The era of digital business has arrived, in which successful companies are defined by their ability to respond quickly and effectively to transient business moments. Established approaches to IT infrastructure, operations and software development – still well suited to more traditional back-office applications of IT – simply do not offer the speed, flexibility and scalability needed to enable value creation from business moments.

Cameron Haight, research vice-president of Gartner, explains why businesses that employ Web-scale IT are better positioned to thrive in this new digital world.

 

Q: What is Web-scale IT?

Cameron: It’s a term coined by Gartner to describe the new approaches to computing pioneered by cloud services firms such as Google, Amazon, Rackspace, Netflix, Facebook and so on. These approaches potentially enable orders of magnitude of improved service delivery when compared to many of their enterprise counterparts. Gartner has identified six elements to Web-scale IT: industrially-designed data centres, Web-oriented (or microservices) architectures, programmable management, velocity-focused processes, a collaborative organization style and an innovation-centric and learning culture.

 

Q: That sounds a bit like DevOps, what’s the difference?

Cameron: It does. The last few elements listed above are also associated with, and discussed in, the context of DevOps. However, Web-scale IT also includes changes to infrastructure and applications that complement DevOps capabilities. For many organizations, DevOps will be the first step towards their Web-scale IT future by bringing development and operations together in a coordinated way to drive rapid, continuous, incremental development of applications and services within the enterprise.

 

Q: What are the benefits of Web-scale IT?

Cameron: At the level of IT, Web-scale architectures found in companies like Facebook are highly scalable, because the performance levels are achieved by large numbers of efficient non-specialized nodes, and commodity x86 servers, rather than the kind of specialized systems that are often found running today’s corporate applications.

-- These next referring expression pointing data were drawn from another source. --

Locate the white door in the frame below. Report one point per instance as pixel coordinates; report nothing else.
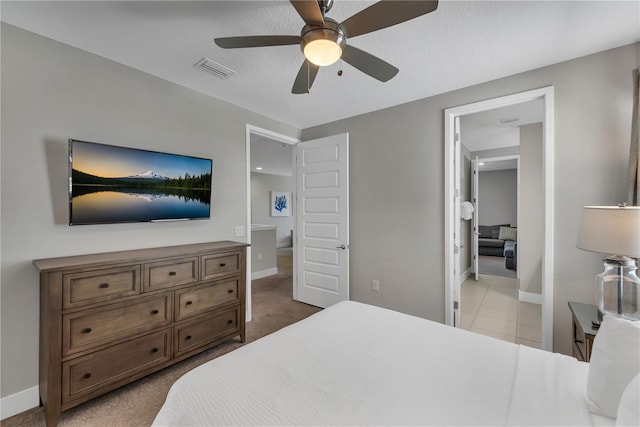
(457, 220)
(476, 230)
(322, 220)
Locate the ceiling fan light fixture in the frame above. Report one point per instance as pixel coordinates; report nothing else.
(322, 52)
(323, 46)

The combined resources of these many nodes are then pooled to create a computing fabric for allocation according to demand. Web-scale hardware is relatively inexpensive and readily available, and so are the blueprints for a Web-scale data centre, through open-source projects. When more computing power or storage is needed, there’s no need to re-architect the entire system, just add more nodes. If a node breaks, just replace it with another because applications have usually been designed to accommodate infrastructure failure.

Controlling the network of nodes is integrated software which – as opposed to hardware controls – can “re-program” the system to meet changing dynamics. The system is inherently resilient as data, metadata and operations are distributed across large numbers of small replaceable nodes, and possibly even across multiple data centres. The increased scalability and efficiency of this form of IT can be used to rapidly enable new digital business models in almost any industry, while lowering costs – essentially it is bringing economies of scale (and speed) to computing power.

Each business will have different needs, strategies and priorities that can be served by this revolution, but bringing the principles of Web-scale IT into the organization is a step towards being able to rapidly enable digital products and services faster than the competition, and in tune with market demand. The flexibility and agility enshrined in the IT infrastructure enables a DevOps approach that can in turn make IT the driver of innovation and profit.

 

Q: My business will never be as big as Google, does this apply to me?

Cameron: While perhaps the most obvious benefits apply to web-facing organizations with huge computing needs, like Google or Amazon, the ability to scale can be seen in many ways apart from simply size or volume. For example – we can measure agility and resilience on a scale, and many smaller businesses base their business model on being more agile than the larger players in their market, being able to respond faster to customer needs and market demand. A smaller business could achieve a higher IT velocity than its bigger rivals through Web-scale IT, enabling first mover advantage with new opportunities.

In addition, through a mixture of cloud services and in house equipment that is right for their organization, a Web-scale approach can turn IT into a tangible competitive advantage for smaller companies in the way it has for internet giants. Web-scale techniques are applicable to organizations of many sizes, and can be adapted to support a wide range of business outcomes.